Sharing her emotional turmoil, Santhi said, “I am shattered witnessing some of my peers living in despair, which is beyond my imagination. I counsel them to stay strong and ensure adherence to medication to maintain their health. I feel happy to hear the peers “compliments” that keep motivating me”.
As she marches on the empty roads, passing house after house, Santhi remains focused on her mission. She wants to ensure that everyone in her area receives medications and continues treatment. While Santhi thanks SHARE INDIA and CBO for the support and guidance, she acknowledges support provided by Nodal ART centre for arranging “travel pass” under medical emergency.
Chanti, an ORW, shares her story. Waking up at 4 am now to distribute ARV medications at homes of patients, Chanti recalled, “It was one of the most challenging times in my 14 years of working in the field, due to the COVID-19 pandemic.”
She continued, “I could only see the narrow roads ahead with no transportation to the site. I would request my husband for transport on our personal vehicle to reach to my patients’ homes. One day, he met with an accident. Determined to distribute medicines to my peers, I convinced my brother to support me for my transport. It was really tough, but I did it”.
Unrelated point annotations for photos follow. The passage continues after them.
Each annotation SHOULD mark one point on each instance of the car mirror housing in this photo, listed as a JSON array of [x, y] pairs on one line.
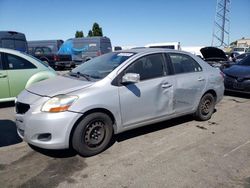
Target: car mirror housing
[[130, 78]]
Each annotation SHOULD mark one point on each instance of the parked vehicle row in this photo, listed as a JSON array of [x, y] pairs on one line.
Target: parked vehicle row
[[237, 76], [13, 40], [54, 60], [95, 100], [18, 71]]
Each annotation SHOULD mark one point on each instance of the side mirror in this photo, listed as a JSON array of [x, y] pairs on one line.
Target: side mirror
[[130, 78]]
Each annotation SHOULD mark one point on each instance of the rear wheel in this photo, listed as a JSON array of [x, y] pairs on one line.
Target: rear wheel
[[206, 107], [93, 134]]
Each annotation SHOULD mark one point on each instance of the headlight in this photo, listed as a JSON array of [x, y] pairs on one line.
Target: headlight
[[59, 103]]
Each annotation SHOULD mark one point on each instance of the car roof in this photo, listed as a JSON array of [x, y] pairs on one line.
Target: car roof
[[145, 50], [7, 50]]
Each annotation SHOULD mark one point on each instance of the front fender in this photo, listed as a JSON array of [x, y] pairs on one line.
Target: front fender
[[43, 75]]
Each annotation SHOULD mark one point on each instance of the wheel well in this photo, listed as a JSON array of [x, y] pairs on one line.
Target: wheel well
[[213, 93], [102, 110]]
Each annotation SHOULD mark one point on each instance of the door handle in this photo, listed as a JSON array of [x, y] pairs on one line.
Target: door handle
[[3, 76], [166, 85], [201, 79]]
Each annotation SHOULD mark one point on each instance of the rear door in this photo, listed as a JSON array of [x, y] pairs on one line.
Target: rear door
[[19, 71], [190, 82], [152, 96], [4, 83]]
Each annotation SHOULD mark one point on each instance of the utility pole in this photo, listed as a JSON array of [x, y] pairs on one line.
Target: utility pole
[[221, 28]]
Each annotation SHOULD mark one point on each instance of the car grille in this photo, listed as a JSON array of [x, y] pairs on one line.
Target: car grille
[[22, 108]]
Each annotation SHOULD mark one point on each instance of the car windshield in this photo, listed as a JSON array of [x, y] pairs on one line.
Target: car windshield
[[245, 61], [99, 67], [46, 65]]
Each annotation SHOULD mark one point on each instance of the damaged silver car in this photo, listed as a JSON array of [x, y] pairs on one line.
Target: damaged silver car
[[114, 93]]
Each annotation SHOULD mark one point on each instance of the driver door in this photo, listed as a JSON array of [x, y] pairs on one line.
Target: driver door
[[4, 83], [151, 98]]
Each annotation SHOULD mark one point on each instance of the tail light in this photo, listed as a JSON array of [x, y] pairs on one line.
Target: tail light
[[98, 53], [222, 74], [56, 58]]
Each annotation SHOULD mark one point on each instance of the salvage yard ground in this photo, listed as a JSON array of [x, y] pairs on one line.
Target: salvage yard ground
[[176, 153]]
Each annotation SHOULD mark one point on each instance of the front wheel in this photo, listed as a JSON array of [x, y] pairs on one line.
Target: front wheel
[[205, 108], [93, 134]]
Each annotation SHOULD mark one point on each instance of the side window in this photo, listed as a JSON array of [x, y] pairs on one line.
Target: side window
[[150, 66], [16, 62], [184, 64], [1, 65]]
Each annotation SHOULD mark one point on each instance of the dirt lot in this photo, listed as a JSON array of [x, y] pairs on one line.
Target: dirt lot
[[177, 153]]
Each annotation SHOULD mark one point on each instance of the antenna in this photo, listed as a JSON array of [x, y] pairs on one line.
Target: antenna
[[221, 28]]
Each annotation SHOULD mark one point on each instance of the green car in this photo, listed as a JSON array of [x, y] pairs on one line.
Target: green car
[[18, 71]]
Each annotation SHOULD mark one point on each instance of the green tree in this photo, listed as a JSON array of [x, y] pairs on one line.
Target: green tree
[[96, 30], [79, 34], [90, 34]]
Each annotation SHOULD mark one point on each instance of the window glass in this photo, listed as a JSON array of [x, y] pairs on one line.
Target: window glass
[[8, 43], [1, 65], [16, 62], [20, 45], [184, 64], [245, 61], [151, 66]]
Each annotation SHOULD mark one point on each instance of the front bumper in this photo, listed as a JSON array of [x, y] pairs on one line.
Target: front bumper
[[46, 130]]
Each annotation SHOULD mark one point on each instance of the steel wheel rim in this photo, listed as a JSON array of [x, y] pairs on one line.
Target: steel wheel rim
[[94, 134]]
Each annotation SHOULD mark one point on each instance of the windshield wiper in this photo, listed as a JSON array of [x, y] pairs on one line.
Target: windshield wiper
[[78, 74], [86, 76]]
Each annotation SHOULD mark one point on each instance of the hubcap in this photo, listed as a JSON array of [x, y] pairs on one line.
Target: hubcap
[[206, 107], [94, 134]]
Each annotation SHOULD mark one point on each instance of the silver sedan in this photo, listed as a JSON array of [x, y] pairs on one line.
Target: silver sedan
[[114, 93]]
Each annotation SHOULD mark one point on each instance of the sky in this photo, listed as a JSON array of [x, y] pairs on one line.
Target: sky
[[125, 22]]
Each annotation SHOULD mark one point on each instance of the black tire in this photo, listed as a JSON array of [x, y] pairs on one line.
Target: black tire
[[205, 108], [93, 134]]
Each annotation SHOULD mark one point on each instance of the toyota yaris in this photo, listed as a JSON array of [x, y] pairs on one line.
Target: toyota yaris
[[114, 93]]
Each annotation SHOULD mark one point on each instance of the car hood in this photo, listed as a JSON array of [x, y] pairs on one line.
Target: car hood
[[58, 85], [212, 53], [238, 71]]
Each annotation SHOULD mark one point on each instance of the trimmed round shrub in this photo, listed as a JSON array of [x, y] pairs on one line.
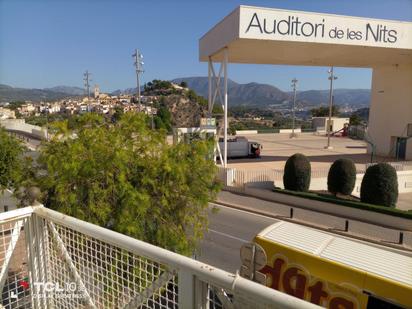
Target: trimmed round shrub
[[297, 173], [380, 185], [342, 177]]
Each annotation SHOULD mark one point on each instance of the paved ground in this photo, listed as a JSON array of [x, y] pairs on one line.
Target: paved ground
[[277, 148], [230, 228], [404, 201]]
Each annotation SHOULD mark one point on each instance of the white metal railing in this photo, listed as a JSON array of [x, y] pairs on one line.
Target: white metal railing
[[50, 260]]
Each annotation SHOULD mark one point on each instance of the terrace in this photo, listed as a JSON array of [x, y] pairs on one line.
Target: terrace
[[50, 260]]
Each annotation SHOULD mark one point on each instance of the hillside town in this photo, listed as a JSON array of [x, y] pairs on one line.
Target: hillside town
[[101, 103]]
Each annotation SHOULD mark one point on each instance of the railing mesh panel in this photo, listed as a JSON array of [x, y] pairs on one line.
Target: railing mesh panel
[[14, 269], [112, 277]]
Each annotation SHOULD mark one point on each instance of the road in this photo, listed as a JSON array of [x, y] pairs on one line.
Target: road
[[229, 229]]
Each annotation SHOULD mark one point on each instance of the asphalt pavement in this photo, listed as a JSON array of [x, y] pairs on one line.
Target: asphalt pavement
[[229, 229]]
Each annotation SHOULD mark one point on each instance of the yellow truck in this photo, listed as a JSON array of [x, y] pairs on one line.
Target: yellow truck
[[329, 270]]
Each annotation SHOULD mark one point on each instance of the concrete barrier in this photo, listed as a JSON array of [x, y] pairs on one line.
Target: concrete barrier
[[297, 130], [246, 132], [352, 213], [20, 126]]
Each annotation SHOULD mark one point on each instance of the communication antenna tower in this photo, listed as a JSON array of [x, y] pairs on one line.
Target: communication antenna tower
[[87, 80], [138, 63]]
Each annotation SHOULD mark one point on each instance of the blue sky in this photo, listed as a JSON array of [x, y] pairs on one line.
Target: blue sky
[[45, 43]]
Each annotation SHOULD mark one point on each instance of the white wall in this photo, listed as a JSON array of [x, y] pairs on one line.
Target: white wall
[[391, 107]]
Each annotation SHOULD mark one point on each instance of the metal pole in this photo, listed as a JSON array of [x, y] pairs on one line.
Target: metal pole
[[209, 76], [225, 110], [332, 77], [294, 82]]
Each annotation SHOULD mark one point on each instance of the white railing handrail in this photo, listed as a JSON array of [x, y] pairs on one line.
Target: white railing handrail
[[201, 270], [18, 213]]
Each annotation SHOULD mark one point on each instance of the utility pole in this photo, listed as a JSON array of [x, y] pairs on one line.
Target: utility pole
[[331, 78], [138, 63], [87, 79], [294, 84]]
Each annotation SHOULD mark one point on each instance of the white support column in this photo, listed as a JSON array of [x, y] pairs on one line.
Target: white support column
[[209, 75], [225, 125]]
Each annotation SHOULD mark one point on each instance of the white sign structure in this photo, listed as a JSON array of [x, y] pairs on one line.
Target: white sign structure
[[271, 24]]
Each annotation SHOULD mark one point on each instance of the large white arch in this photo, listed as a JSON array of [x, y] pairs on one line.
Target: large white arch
[[271, 36]]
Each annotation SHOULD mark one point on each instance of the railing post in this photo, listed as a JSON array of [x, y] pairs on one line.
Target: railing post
[[186, 288], [201, 294]]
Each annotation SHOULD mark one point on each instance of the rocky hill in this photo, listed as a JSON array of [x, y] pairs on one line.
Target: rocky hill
[[263, 95], [184, 106]]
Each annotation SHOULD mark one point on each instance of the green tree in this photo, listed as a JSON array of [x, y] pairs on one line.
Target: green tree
[[118, 113], [297, 173], [323, 111], [163, 119], [11, 161], [355, 119], [126, 177]]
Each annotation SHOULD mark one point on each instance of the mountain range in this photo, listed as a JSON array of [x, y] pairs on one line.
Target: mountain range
[[256, 94], [251, 94], [8, 93]]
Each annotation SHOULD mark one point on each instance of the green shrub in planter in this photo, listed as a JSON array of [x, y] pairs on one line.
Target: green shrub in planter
[[380, 185], [297, 173], [342, 177]]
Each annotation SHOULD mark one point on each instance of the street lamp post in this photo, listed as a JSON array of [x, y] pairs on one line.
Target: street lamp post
[[331, 78], [294, 84]]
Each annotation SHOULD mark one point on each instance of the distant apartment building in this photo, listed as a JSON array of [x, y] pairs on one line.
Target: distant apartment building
[[6, 113]]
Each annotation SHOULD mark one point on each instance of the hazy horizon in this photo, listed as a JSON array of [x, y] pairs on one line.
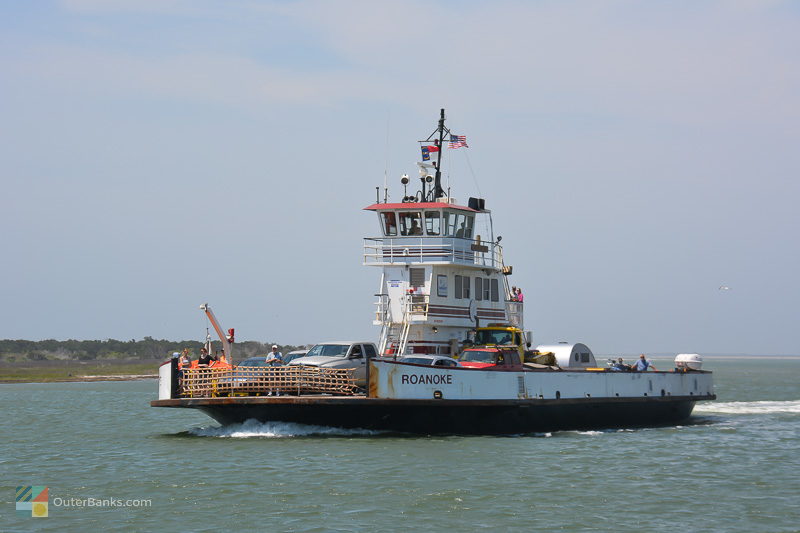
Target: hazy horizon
[[636, 158]]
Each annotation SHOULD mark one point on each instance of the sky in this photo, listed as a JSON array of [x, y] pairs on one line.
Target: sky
[[636, 156]]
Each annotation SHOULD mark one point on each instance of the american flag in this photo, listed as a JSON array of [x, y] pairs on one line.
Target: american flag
[[457, 141]]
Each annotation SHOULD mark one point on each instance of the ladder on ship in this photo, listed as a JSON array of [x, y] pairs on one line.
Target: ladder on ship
[[394, 335]]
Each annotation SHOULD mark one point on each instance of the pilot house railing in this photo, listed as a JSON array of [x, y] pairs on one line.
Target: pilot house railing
[[389, 250]]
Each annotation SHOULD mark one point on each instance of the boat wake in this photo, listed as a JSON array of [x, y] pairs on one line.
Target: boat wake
[[254, 428], [749, 408]]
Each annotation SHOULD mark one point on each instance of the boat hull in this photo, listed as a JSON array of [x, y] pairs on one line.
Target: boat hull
[[465, 417]]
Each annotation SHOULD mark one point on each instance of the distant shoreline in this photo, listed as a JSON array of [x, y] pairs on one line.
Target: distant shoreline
[[83, 379]]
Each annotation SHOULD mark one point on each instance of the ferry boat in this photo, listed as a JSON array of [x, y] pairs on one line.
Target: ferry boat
[[443, 279]]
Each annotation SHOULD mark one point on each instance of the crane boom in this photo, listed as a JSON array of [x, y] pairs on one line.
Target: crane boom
[[226, 340]]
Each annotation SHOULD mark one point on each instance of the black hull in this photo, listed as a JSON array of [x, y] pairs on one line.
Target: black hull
[[464, 417]]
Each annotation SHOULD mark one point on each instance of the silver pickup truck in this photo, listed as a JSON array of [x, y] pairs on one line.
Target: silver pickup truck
[[341, 354]]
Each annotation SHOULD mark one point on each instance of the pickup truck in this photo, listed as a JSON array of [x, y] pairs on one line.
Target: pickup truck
[[341, 354]]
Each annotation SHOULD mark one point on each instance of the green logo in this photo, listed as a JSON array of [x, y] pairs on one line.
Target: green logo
[[32, 501]]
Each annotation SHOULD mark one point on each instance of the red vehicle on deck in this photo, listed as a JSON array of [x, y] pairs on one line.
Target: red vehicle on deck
[[489, 357]]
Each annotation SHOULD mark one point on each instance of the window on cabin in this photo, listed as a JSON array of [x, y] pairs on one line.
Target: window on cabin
[[441, 285], [461, 225], [469, 222], [462, 287], [410, 223], [432, 223], [495, 289], [416, 277], [389, 224], [449, 224]]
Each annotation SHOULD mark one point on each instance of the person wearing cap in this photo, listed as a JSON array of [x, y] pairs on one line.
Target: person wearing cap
[[642, 364], [274, 358], [184, 360], [204, 359]]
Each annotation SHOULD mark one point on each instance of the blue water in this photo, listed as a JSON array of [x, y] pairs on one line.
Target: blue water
[[735, 467]]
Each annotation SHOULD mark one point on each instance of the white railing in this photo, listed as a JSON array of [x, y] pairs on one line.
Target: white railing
[[514, 313], [390, 250]]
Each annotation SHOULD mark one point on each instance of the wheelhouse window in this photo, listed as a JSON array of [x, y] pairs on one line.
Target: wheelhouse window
[[462, 287], [432, 222], [389, 224], [495, 290], [410, 223], [459, 225]]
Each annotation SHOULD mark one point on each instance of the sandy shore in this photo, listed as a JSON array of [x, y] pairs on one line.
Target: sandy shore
[[131, 377]]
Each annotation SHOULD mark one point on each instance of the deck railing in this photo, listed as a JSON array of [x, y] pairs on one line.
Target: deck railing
[[391, 250], [259, 380]]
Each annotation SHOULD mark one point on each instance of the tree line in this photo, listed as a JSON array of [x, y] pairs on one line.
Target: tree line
[[147, 348]]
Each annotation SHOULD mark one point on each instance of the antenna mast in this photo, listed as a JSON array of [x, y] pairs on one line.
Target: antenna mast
[[437, 184]]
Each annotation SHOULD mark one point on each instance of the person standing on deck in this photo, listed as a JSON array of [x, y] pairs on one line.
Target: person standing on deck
[[642, 364], [274, 358]]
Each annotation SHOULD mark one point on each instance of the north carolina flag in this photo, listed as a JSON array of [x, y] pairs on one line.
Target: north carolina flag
[[427, 151], [457, 141]]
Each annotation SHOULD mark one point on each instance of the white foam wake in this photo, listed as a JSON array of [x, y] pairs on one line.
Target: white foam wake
[[749, 408], [254, 428]]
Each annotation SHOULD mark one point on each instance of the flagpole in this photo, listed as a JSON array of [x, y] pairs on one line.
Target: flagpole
[[437, 189]]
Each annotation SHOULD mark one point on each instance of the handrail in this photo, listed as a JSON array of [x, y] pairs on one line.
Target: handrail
[[390, 250], [255, 380]]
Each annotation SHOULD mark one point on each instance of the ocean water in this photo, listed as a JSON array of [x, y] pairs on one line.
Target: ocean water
[[112, 462]]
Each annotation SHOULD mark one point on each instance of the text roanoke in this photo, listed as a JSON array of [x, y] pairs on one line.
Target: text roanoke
[[425, 379]]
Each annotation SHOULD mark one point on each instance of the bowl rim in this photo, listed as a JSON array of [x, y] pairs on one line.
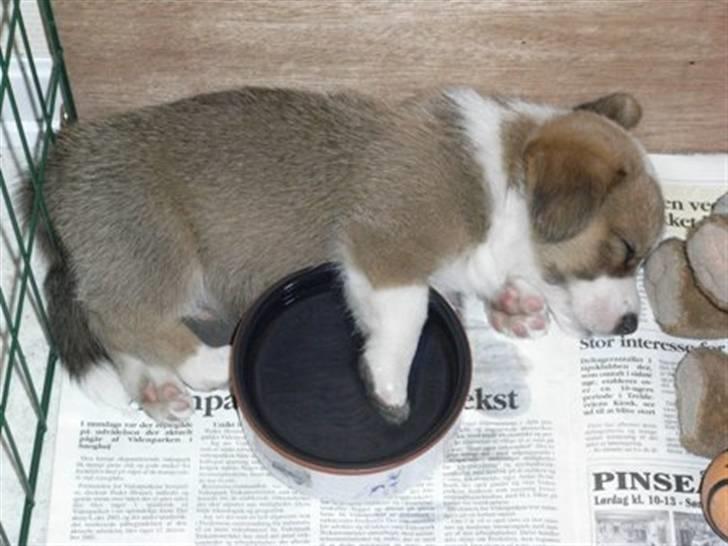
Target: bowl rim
[[288, 284]]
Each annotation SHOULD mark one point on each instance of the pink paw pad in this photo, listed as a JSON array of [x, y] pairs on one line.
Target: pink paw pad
[[518, 310], [167, 402]]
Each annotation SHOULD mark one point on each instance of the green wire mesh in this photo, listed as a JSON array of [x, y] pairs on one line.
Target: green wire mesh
[[22, 299]]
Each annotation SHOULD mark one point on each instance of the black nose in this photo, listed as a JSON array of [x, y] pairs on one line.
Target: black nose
[[627, 325]]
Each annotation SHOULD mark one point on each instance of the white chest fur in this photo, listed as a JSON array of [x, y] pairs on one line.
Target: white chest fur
[[507, 250]]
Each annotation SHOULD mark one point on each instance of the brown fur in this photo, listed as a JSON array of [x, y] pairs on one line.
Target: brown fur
[[578, 165], [207, 201]]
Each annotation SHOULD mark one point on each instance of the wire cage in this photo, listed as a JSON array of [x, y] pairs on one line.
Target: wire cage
[[35, 98]]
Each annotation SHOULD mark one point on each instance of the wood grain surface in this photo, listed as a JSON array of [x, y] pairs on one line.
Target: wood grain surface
[[671, 54]]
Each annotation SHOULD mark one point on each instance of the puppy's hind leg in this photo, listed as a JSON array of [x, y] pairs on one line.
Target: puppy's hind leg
[[147, 354], [391, 320]]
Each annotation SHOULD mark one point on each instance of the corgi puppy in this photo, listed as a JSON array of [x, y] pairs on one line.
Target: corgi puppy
[[195, 207]]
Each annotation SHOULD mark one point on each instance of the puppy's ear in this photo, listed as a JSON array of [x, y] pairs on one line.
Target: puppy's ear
[[567, 180], [622, 108]]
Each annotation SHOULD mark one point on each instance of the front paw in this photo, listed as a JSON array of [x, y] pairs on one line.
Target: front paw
[[518, 310], [386, 393]]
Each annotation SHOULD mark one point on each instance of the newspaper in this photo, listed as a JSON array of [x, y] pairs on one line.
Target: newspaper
[[562, 441]]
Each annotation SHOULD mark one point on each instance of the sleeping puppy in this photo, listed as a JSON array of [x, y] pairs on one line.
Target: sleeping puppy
[[195, 207]]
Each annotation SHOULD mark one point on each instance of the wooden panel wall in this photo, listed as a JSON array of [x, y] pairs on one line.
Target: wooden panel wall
[[672, 54]]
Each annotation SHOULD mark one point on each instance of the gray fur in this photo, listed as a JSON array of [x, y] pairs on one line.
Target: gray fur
[[68, 319], [207, 201]]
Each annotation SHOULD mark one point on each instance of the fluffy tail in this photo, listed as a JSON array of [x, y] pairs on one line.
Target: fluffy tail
[[77, 346]]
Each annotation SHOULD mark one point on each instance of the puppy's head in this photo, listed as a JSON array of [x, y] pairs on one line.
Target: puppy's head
[[596, 211]]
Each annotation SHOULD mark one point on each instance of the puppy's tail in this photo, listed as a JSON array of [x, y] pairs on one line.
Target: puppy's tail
[[78, 348]]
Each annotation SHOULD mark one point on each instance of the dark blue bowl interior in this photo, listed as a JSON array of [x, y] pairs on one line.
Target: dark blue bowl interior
[[296, 367]]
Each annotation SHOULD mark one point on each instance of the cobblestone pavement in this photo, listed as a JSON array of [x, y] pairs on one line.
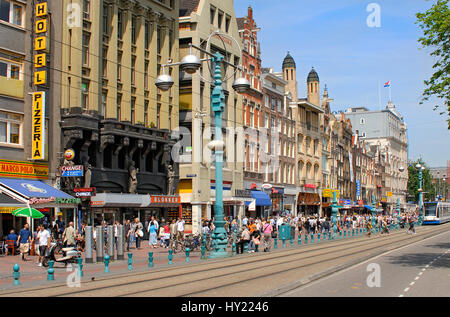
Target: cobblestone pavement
[[244, 275]]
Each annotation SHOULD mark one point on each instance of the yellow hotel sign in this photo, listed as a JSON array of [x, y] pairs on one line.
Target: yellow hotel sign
[[327, 192], [18, 169], [38, 126]]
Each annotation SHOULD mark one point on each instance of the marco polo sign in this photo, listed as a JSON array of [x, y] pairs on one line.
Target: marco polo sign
[[41, 49]]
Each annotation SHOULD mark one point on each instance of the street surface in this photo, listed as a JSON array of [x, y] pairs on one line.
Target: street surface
[[418, 270], [278, 273]]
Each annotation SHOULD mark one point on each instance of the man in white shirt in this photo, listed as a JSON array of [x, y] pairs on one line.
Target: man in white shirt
[[180, 229], [44, 242]]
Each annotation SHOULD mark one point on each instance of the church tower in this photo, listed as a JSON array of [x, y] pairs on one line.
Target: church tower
[[290, 75], [313, 88]]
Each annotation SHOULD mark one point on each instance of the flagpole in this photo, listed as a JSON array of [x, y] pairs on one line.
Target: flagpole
[[379, 95]]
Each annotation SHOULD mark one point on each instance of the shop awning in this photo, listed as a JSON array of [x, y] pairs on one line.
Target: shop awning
[[36, 193], [261, 198]]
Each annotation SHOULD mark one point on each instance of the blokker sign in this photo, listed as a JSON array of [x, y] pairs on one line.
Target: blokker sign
[[41, 45]]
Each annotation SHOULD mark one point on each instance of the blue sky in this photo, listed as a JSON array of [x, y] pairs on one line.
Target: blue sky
[[352, 58]]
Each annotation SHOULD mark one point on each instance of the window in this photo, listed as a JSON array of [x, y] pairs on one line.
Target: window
[[146, 114], [147, 35], [133, 30], [220, 19], [212, 13], [85, 49], [86, 8], [10, 128], [120, 24], [103, 110], [227, 23], [85, 95], [119, 107], [133, 108], [133, 70], [12, 12], [158, 116], [11, 70], [105, 19]]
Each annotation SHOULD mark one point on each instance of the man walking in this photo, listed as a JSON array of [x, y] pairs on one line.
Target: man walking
[[69, 236], [24, 239], [44, 243]]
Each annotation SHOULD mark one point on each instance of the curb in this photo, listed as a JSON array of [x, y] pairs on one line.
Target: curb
[[314, 277]]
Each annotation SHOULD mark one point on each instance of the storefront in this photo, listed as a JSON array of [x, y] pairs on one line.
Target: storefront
[[112, 207], [51, 201], [308, 204]]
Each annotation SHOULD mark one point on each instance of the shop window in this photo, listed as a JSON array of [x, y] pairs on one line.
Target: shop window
[[12, 12], [10, 128]]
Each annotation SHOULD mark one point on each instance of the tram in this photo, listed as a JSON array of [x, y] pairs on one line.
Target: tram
[[436, 212]]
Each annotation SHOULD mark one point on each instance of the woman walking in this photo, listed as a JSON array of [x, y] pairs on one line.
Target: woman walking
[[153, 241]]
She used to travel more than 50 kms every day through scary narrow lanes. However, she also appreciates the need and determination of her patient’s desire to not disclose their HIV status to others, hence, they were unable to take anybody’s help travelling to the ART centre. For the same reason, Chanti realised that going directly to their homes would threaten their confidentiality.
She said, “To negotiate with the need to address stigma, I would first give them a phone-call before going and fix a place to meet and handover the medications. They would meet me and take medications with an overwhelmingly heartwarming smile. Those smiles were my reward”. Chanti ensured hand hygiene, maintained safe physical distance and wore the mask all the time.
The work of these intrepid public health warriors undeterred by the challenges of the COVID-19 pandemic is helping to save many lives. Their work is an inspiration that keeps us all at SHARE INDIA motivated to ever intensify our efforts to mitigate the direct and collateral damage to the lives of the people we are pledged to serve.